Likewise, there is the loophole of the “straw man” purchase. Someone buying guns and passing them off to someone else. The evidence is strong that a small handful of shops in a handful of states with very lax gun laws are responsible for the vast majority of guns used in crimes- and being moved to the mexican cartels. These are stores that willingly, and with a “wink, wink” sell 5, 10, 50 weapons at a time- often as many as state laws allow, to the same individduals often as regularly as their state laws allow. And despite the majority of these stores- and the problems they are causing being known to law enforcement- there is nothing that can legally be done except go after the straw purcharcers. Which is a game of whack-a-mole not unlike busting low level street drug dealers- pointless as there is always someone ready to take their place (and the profits to be made).
Another serious failing is the background checks themselves. Only those convicted of a felony or who have been diagnosed or confined with a serious mental illness are barred. (and then can easily buy at gun shows, private sellers, or from straw men). And there are many, many americans who have been convicted of felonies who there is no real reason to bar gun sales to- and millions and millions more who have never been convicted who should not have the right to a gun. Likewise mental illness- many, if not most of these americans will avoid doctors to prevent being diagnosed- for a multitude of reasons. The relatively few who are generally have gotten involved with “the system” in one way or another- whether through a public episode, a violent or other episode that got the police involved, through “self-medicating” with drugs or some other “behavior” that brought them into contact with the authorities.
I’ll digress here- and say that for more then a decade I lived in a VERY rural, and VERY conservative area next door to a heavily armed (with numerous illegally full-auto converted weapons)- someone who the police had to deal with on a semi-regular basis. And who several Sheriff deputies told me they were scared of. But- despite their own admissions that they wished they could take all his guns before he killed someone, there was nothing they could legally do.
I don’t know. I don’t have the answers. And I kind of doubt anyone fully does. But I’d like to point out the situation with fully automatic weapons. They have been under a federal ban, of sorts, since 1986. But many states allow them- with very heavy restrictions. I lved in Oregon for awhile- where you had to have both a federal license, which required a much more exhaustive background check, and the approval of your local sheriff- who could deny it for any (or no) reason. As far as I know (and this may be outdated- not an issue I follow too closely) only one legally purchased automatic weapon has ever been found to have been used in a crime ( a bank robbery on the west coast if memory serves). Surely their scaricty- and their cost as opposed to much easier obtainable weapons plays a role- but I do think it presents some evidence that the issues are not insurmountable. That a combination of more freedom combined with more controls can work.
And while I think simple long guns- long barreled shotguns and (low capcity) rifles common for hunting need to remain more loosely restricted, it is clear that so called assault weapons (which were banned, albeit poorly, for many years) and handguns need to be re-examined for how we can better deal with the issues.
And we need to admit- that our society has become very, very complex.
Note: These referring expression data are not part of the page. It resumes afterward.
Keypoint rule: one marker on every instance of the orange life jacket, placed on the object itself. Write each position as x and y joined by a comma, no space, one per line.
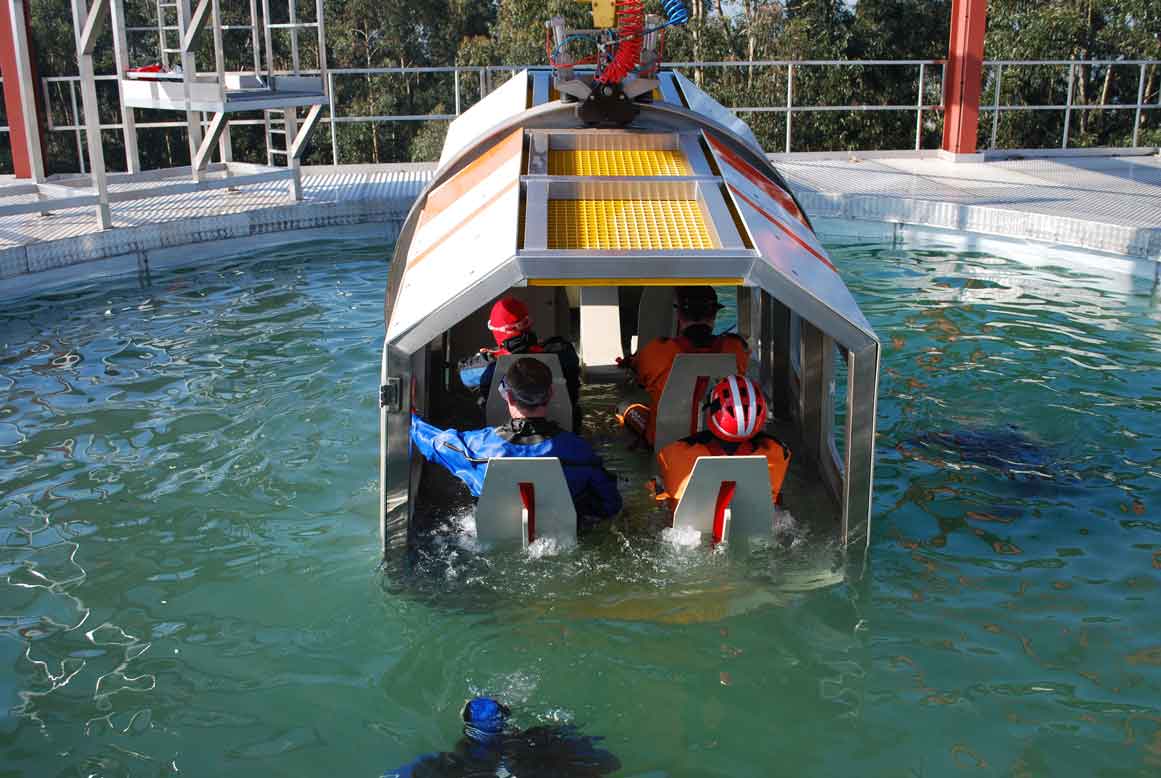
676,461
654,362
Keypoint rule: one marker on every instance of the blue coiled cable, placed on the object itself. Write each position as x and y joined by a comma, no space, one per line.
676,12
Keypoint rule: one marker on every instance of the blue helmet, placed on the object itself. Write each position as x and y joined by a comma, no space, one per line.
484,719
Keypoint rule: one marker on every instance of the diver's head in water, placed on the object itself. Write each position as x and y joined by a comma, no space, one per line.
736,409
511,325
484,719
526,388
697,309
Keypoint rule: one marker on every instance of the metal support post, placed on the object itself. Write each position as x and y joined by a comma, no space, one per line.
85,24
790,102
995,106
918,109
1068,105
334,139
19,94
293,14
121,60
1140,100
188,73
965,69
225,149
77,123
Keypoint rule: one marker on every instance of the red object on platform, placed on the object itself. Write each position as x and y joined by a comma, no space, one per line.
965,71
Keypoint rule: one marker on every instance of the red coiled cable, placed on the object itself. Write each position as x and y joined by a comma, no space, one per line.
631,29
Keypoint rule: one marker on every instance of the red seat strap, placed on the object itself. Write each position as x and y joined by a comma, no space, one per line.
528,497
725,496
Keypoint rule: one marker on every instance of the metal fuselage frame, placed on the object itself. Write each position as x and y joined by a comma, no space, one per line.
800,321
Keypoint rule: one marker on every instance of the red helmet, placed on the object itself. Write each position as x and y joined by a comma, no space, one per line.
737,410
509,318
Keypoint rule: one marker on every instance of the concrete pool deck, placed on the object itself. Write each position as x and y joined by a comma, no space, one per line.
1103,207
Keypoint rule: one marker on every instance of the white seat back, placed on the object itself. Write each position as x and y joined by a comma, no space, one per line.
600,328
707,504
507,514
656,317
560,406
678,411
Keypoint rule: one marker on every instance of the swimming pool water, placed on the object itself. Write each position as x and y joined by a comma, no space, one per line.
189,549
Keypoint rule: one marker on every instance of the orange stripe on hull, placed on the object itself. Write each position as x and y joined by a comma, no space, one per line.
426,252
468,178
793,236
758,179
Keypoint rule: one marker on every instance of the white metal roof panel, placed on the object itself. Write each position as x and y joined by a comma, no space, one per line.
503,103
467,229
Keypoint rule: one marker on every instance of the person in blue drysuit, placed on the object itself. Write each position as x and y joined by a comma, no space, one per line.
526,387
489,747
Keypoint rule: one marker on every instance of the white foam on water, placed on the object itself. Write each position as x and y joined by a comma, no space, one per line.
682,537
463,531
542,547
786,526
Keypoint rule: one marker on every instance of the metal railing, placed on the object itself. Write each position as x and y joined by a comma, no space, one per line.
996,66
487,76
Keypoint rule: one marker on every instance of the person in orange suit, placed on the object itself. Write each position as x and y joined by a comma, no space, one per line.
697,309
735,418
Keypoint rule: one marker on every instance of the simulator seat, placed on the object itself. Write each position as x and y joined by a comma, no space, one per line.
525,498
560,406
727,497
678,411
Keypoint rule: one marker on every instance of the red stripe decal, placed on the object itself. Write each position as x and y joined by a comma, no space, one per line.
528,497
725,495
758,179
793,236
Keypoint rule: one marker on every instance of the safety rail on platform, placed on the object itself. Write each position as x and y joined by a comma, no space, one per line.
483,78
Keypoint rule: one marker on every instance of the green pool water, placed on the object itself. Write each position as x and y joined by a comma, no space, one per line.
189,577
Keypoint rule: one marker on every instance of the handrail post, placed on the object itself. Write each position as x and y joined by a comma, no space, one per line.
995,106
77,120
17,60
1140,99
330,99
1068,105
918,110
790,102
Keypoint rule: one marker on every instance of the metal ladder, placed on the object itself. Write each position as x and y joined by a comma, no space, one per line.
164,29
281,128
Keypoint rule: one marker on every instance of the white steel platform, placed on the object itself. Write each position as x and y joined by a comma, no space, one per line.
1107,208
1110,204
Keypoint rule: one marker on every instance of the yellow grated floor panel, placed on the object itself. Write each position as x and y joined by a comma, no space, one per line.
627,224
617,161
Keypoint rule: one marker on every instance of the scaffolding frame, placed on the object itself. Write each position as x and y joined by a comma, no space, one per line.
206,98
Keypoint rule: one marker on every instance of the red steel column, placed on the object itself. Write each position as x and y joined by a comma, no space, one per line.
21,156
965,70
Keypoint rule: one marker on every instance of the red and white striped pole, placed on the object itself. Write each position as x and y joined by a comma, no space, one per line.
26,128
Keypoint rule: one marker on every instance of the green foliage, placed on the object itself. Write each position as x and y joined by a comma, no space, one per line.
375,34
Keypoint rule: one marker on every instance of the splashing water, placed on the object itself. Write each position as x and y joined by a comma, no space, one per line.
189,582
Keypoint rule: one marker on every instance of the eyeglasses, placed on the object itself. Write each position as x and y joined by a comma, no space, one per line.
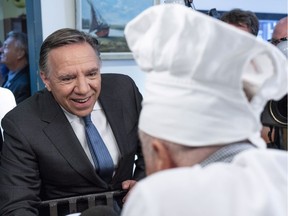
276,41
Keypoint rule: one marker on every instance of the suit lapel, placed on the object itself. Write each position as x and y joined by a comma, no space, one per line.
61,134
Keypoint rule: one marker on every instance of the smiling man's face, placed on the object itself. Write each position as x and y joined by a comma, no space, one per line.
74,77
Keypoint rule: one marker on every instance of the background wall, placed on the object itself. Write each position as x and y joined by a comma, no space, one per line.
61,13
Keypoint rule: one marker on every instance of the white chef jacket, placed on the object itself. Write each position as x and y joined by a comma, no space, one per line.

Few people really know their neighbors, know the people in their communities. The police are over stretched and only come in contact with those that put themselves in their sights by blatant actions. A simple background check is no longer sufficient, nor effective.
And if we don’t actually come together and honestly discuss these myriad issues once and for all- we will continue to see these tragedies on a regular basis. And those of us not intimately affected by them, will move in days or weeks, giving it no thought until the next one.